E' già da alcuni anni che il Comitato di Quartiere "Via Andria" chiede con insistenza all'amministrazione comunale di Trani di provvedere al rifacimento della strada di Via Papa Giovanni XXIII. Detta via, pur periferica, è essenziale per la circolazione nella zona artigianale ed industriale a nord della città, e versa in condizioni pietose, dovute sia al traffico di automezzi pesanti sia ai vari lavori di scavo che sono stati effettuati nel corso degli anni.
" Vedo che in queste ultime settimane - esordisce il Presidente Mauro De Cillis - l'amministrazione sta provvedendo al rifacimento del manto stradale in molte zone della città, e mi chiedo perché, ancora una volta, si siano dimenticati di un'arteria così importante come Via Papa Giovanni. Noi del Comitato abbiamo più volte sollecitato il Comune di Trani ad aggiustare detta via e a dotarla dei servizi primari di base, e nel 2008 abbiamo anche consegnato al sindaco una raccolta di firme a sostegno delle richieste degli imprenditori e dei residenti della zona, ma finora nulla si è mosso. Emblematica è la situazione in cui versano due traverse di Via Papa Giovanni, Via Skanderberg e Via Spirito Santo, che sono ancore prive di allacciamento alla fogna nera.

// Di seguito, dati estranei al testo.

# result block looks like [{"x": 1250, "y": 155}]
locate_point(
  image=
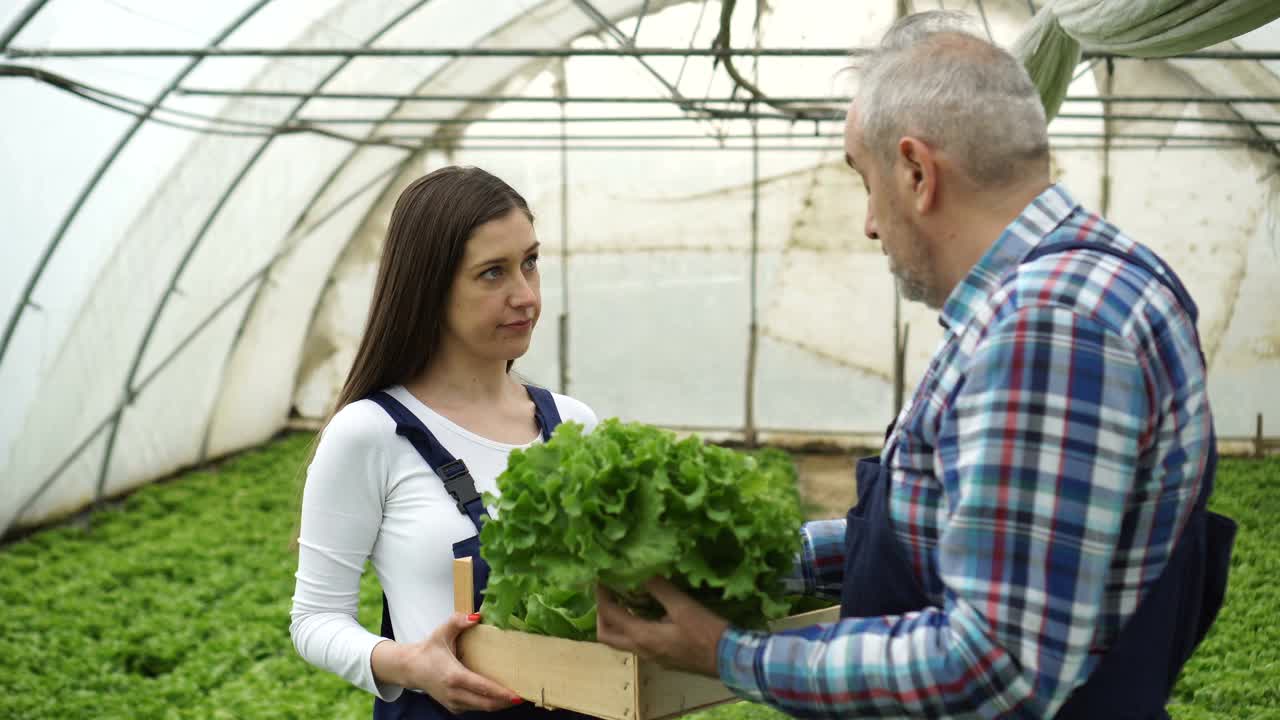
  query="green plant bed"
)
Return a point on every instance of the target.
[{"x": 176, "y": 604}]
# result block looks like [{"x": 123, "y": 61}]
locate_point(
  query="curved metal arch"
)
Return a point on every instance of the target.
[
  {"x": 114, "y": 419},
  {"x": 19, "y": 22},
  {"x": 260, "y": 274},
  {"x": 24, "y": 300},
  {"x": 128, "y": 390}
]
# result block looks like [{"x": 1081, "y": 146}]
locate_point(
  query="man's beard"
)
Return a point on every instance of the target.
[
  {"x": 913, "y": 288},
  {"x": 912, "y": 274}
]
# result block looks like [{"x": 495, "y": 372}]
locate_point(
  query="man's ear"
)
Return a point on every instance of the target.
[{"x": 918, "y": 173}]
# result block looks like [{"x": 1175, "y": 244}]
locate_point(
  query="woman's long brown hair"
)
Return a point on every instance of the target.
[
  {"x": 433, "y": 219},
  {"x": 430, "y": 224}
]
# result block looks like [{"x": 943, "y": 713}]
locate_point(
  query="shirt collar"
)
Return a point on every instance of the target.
[{"x": 1045, "y": 213}]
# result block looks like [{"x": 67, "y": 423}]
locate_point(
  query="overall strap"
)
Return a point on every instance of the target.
[
  {"x": 1165, "y": 276},
  {"x": 544, "y": 410},
  {"x": 452, "y": 472}
]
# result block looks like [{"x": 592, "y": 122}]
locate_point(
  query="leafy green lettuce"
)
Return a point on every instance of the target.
[{"x": 625, "y": 504}]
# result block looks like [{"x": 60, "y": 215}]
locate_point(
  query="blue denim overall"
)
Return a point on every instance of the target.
[
  {"x": 460, "y": 484},
  {"x": 1137, "y": 674}
]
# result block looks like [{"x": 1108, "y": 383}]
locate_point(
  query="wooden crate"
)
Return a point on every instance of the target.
[{"x": 588, "y": 677}]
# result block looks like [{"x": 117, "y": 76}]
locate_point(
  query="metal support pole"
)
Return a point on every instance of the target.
[
  {"x": 1107, "y": 126},
  {"x": 749, "y": 433},
  {"x": 624, "y": 51},
  {"x": 562, "y": 90}
]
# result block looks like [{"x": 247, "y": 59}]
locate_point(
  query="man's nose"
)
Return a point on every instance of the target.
[{"x": 869, "y": 227}]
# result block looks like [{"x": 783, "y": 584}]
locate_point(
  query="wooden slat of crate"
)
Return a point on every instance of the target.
[
  {"x": 590, "y": 677},
  {"x": 551, "y": 671}
]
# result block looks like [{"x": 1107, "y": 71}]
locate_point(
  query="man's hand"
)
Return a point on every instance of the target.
[{"x": 685, "y": 639}]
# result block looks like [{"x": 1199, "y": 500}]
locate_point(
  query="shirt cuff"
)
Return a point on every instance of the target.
[
  {"x": 387, "y": 692},
  {"x": 737, "y": 660}
]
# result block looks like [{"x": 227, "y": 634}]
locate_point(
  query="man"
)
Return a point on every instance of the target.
[{"x": 1032, "y": 540}]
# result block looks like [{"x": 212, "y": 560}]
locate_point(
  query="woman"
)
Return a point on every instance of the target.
[{"x": 424, "y": 423}]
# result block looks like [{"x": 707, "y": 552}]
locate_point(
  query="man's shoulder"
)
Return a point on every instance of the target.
[{"x": 1121, "y": 295}]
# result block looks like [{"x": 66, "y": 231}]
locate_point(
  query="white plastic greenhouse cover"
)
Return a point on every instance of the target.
[{"x": 192, "y": 292}]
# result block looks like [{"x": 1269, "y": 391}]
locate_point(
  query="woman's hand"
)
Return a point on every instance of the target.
[{"x": 433, "y": 666}]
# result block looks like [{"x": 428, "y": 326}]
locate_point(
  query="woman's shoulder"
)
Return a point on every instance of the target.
[
  {"x": 361, "y": 423},
  {"x": 576, "y": 410}
]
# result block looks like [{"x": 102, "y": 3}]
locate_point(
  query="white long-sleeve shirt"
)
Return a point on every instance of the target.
[{"x": 369, "y": 495}]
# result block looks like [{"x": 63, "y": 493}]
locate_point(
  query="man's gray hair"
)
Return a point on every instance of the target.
[{"x": 933, "y": 78}]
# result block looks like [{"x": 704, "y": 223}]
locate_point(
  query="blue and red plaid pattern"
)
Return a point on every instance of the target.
[{"x": 1042, "y": 473}]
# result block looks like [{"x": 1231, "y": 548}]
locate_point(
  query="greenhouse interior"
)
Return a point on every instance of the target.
[{"x": 197, "y": 196}]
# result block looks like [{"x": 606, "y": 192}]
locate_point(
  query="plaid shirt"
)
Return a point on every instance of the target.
[{"x": 1040, "y": 477}]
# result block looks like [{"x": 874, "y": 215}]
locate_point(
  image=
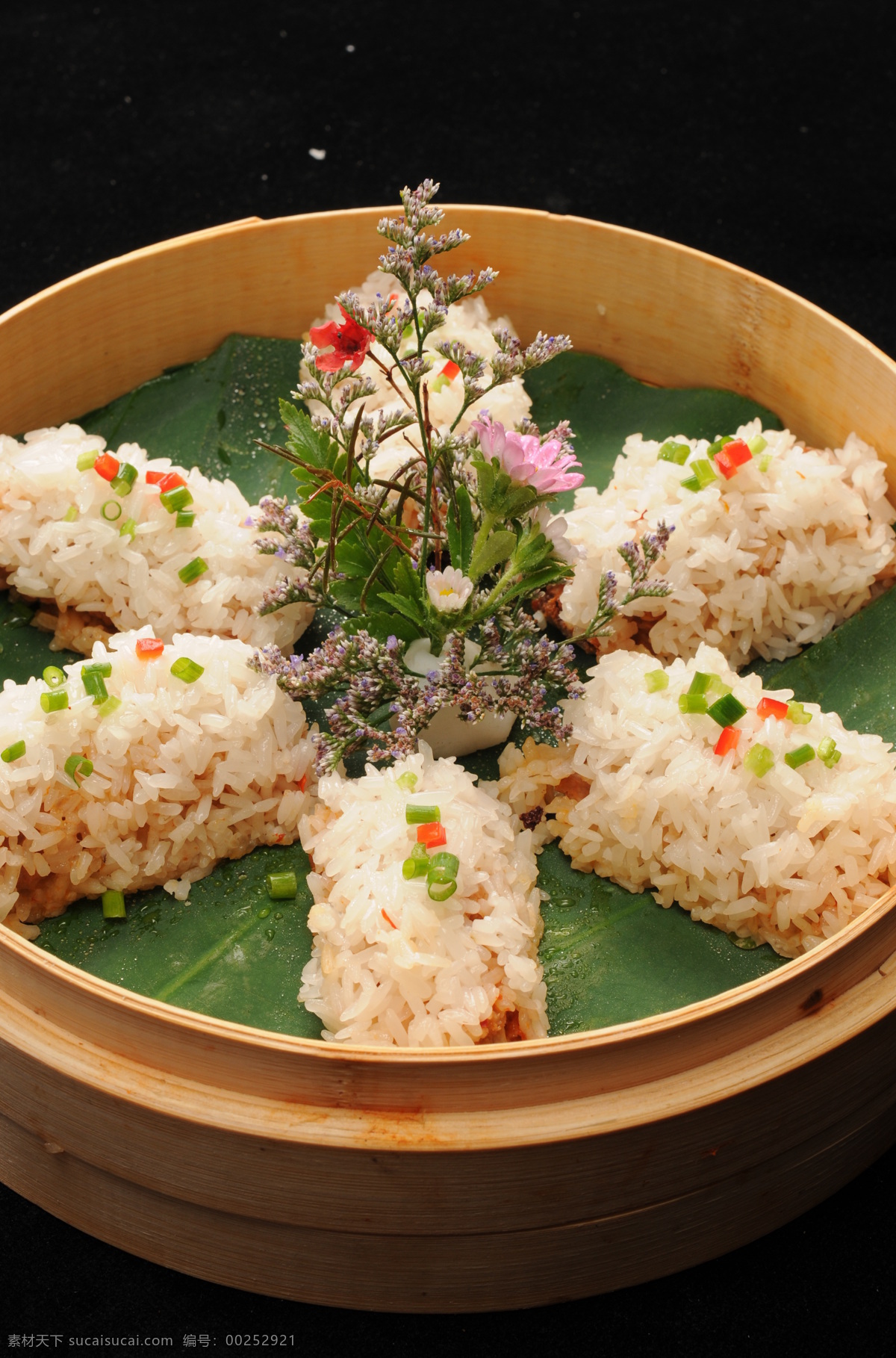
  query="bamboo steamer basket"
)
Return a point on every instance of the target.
[{"x": 449, "y": 1180}]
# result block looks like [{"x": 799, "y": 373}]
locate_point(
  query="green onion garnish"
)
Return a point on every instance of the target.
[
  {"x": 281, "y": 886},
  {"x": 124, "y": 481},
  {"x": 193, "y": 571},
  {"x": 799, "y": 715},
  {"x": 676, "y": 453},
  {"x": 96, "y": 686},
  {"x": 829, "y": 753},
  {"x": 187, "y": 670},
  {"x": 703, "y": 471},
  {"x": 758, "y": 760},
  {"x": 114, "y": 905},
  {"x": 727, "y": 710},
  {"x": 55, "y": 701},
  {"x": 441, "y": 890},
  {"x": 447, "y": 861},
  {"x": 78, "y": 768},
  {"x": 177, "y": 499},
  {"x": 421, "y": 815}
]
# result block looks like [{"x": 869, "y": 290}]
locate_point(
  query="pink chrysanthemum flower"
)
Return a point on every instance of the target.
[{"x": 527, "y": 461}]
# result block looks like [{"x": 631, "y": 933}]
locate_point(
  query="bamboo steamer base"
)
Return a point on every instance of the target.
[{"x": 451, "y": 1180}]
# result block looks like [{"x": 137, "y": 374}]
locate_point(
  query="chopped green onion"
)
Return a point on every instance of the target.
[
  {"x": 187, "y": 670},
  {"x": 281, "y": 886},
  {"x": 124, "y": 481},
  {"x": 55, "y": 701},
  {"x": 78, "y": 768},
  {"x": 799, "y": 757},
  {"x": 441, "y": 890},
  {"x": 421, "y": 815},
  {"x": 114, "y": 905},
  {"x": 96, "y": 686},
  {"x": 829, "y": 753},
  {"x": 193, "y": 571},
  {"x": 177, "y": 499},
  {"x": 758, "y": 760},
  {"x": 676, "y": 453},
  {"x": 449, "y": 861},
  {"x": 727, "y": 710},
  {"x": 703, "y": 471}
]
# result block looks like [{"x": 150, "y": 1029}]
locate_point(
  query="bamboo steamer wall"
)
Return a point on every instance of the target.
[{"x": 388, "y": 1180}]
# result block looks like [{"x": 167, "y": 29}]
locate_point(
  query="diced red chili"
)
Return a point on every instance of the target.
[
  {"x": 728, "y": 740},
  {"x": 732, "y": 456},
  {"x": 106, "y": 466},
  {"x": 432, "y": 834},
  {"x": 149, "y": 647},
  {"x": 771, "y": 708}
]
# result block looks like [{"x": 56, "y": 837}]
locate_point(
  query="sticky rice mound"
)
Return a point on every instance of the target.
[
  {"x": 396, "y": 969},
  {"x": 184, "y": 775},
  {"x": 761, "y": 565},
  {"x": 102, "y": 580},
  {"x": 638, "y": 795},
  {"x": 467, "y": 320}
]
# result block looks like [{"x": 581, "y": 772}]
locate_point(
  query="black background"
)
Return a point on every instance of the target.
[{"x": 762, "y": 134}]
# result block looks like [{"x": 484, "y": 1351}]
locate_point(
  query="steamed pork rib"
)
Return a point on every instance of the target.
[
  {"x": 774, "y": 542},
  {"x": 119, "y": 542},
  {"x": 756, "y": 813},
  {"x": 143, "y": 768},
  {"x": 426, "y": 911}
]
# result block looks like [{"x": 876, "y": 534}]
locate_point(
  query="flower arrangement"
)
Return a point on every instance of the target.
[{"x": 435, "y": 548}]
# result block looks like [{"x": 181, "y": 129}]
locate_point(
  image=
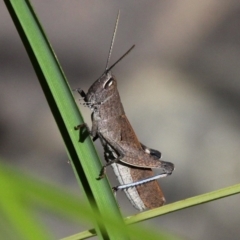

"Ho versato nel lontano 1987 gli oneri di urbanizzazione primaria - commenta il signor Domenico Canonico, uno dei residenti in zona -, ma a distanza di 22 anni non ho ancora ottenuto l'allacciamento alla fogna, ed ho dovuto dotarmi a mie spese di un impianto Himmoff per lo smaltimento dei liquami, ma ora sono veramente stanco di questa situazione".
Anche il consigliere comunale dei Verdi Franco Laurora è più volte intervenuto in consiglio comunale per segnalare l'assoluta necessità di un rifacimento di Via Papa Giovanni XXIII.
"Oltre al rifacimento dell'asfalto e alla dotazione di vari servizi - conclude Laurora - ho anche chiesto che l'AMET istituisca un servizio di trasporto pubblico per chi lavora nei vari opifici e per i residenti della zona, ma finora non si è visto nella di concreto. L'unica speranza è che, in vista delle prossime consultazioni elettorali, l'amministrazione di centrodestra si decida a risolvere, almeno in parte, le problematiche segnalate".